Russian Health Minister Tatyana Golikova said Jan. 19 that the Russian population increased by between 15,000 and 25,000 people in 2009. Speaking at a meeting in the Kremlin with Russian President Dmitri Medvedev, Golikova cited a decline in mortality rates and an influx of immigrants as the reasons for the increase.
The news will be welcome in Russia, where some demographic forecasts have predicted that the Russian population will decrease from roughly 142 million today to around 125 million by 2025, possibly even dipping below 100 million by 2050. The population growth probably will be short-lived, however.
The Post-Soviet Demographic Disaster
Russia has still not recovered from the political, economic and social shock of the fall of the Soviet Union. Aside from the economic disaster of the 1990s, the biggest consequence of the dissolution of the USSR may have been psychological. Many Russians found themselves wondering whether their country would continue to exist in its post-Soviet form for long.
This uncertainty became translated into low birth rates. Russians simply stopped having children in the 1990s, with the birth rates plummeting by 46 percent between 1987 and 1993. Furthermore, society was generally tolerant of divorce and abortion, and Russia saw high rates of both. According to official figures for 2009, there were 1.2 million abortions versus 1.7 million births (and many abortions may have gone unreported).
As Russian birth rates dropped, mortality rates increased as the robust Soviet health system crumbled in the 1990s. General post-Soviet social malaise and angst contributed to increased rates of suicide, alcoholism (which was already high), drug use (particularly heroin), and communicable diseases (AIDS, tuberculosis and syphilis). All told, the mortality rate jumped 28 percent between 1987 and 1993.
The current increase in population is correlated with an appreciable improvement of Russia's economic and political circumstances. In real sense, Russia is not the depressing place it was throughout the 1990s. The rule of law (after a fashion) is in place, and Moscow has asserted itself on the global political front, giving its people a sense that the country is on the right path. Mortality statistics have subsequently improved: Since 2000, deaths due to alcohol poisoning are down by 47 percent, homicide down 40 percent and suicide down 30 percent. But even so, Russia's demographic future is not bright.
A Continuing Demographic Challenge
First, despite the renewed optimism in Russia and lower mortality statistics for a number of key problem areas, the overall death rate has slowed by only 4 percent since 2000. This is mainly because so much of Russia's population is now reaching its life expectancy (61.4 for males and 73.9 for females in 2007). No matter what improvements the Russian state makes, or how much less gloomy Russians become, they come too late for the 31.5 percent of the population that is more than 50 years of age.
Second, the population increase is a direct product of government initiatives to increase immigration to Russia by Russians living in various former Soviet republics and to raise the birth rate via cash incentives for having children, both of which will be hard to sustain.

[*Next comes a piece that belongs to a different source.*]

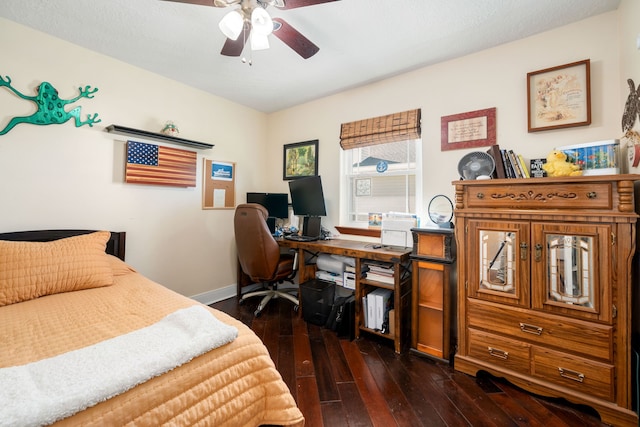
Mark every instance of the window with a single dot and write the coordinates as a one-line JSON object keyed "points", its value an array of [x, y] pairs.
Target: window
{"points": [[381, 178], [382, 166]]}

Immigration by ethnic Russians living in Moscow's near abroad has increased since a 2006 immigration law designed to encourage such immigration. There were about 280,000 such immigrants in both 2007 and 2008 versus just 186,000 in 2006. While substantial, this is a far cry from the 1990s, when Russia averaged closer to 450,000 migrants annually. Simply put, Russia is running out of Russians willing to come back to the motherland from other former Soviet republics. Russia could get more immigrants, especially Muslims from Central Asia and the Caucasus, but not ethnic Russians. Moscow is unwilling to do this, as it is already worried about the increase in its Muslim population.
Also, the plan to encourage both immigration and increased births is tougher to fund given the 2008 economic crisis and subsequent Russian budget deficit, which is expected to reach 6.7 percent of gross domestic product in 2010.
Third, and most important, the current population increase is an expected blip created by a sizable fertile, childbearing cohort, something that will not be repeated. Currently, the largest population cohort in Russia is the 20-29 age group, comprising around 17 percent of the Russian population. This cohort was born during the optimistic 1980s, when political and economic reforms of glasnost and perestroika gave the nation — and the cohort's parents — renewed hope. Even though this age group has been the most afflicted by AIDS and drugs, it has still proven quite fertile, with its birth rate increasing from 8.7 to 12.1 per 1,000 people between 2000 and 2008, a 28 percent increase.
The generation after the "glasnost and perestroika" cohort, born after the end of the Cold War, is much smaller, and therefore cannot sustain the previous generation's high birth rates. Even if it could — and this is unlikely due to the fact that alcoholism, AIDS and tuberculosis are still at high levels despite improvements over the 1990s — it would take the children born from 2010 onward 20-25 years to start having children of their own, and then another 20-25 years for those children to enter the workforce. In intervening 40 to 50 years, Russia's labor force, already considerably unproductive compared to the rest of the industrialized nations, will be severely depleted. This will leave Moscow trying to hold onto an enormous territory with a greater and greater percentage of non-ethnic Russians.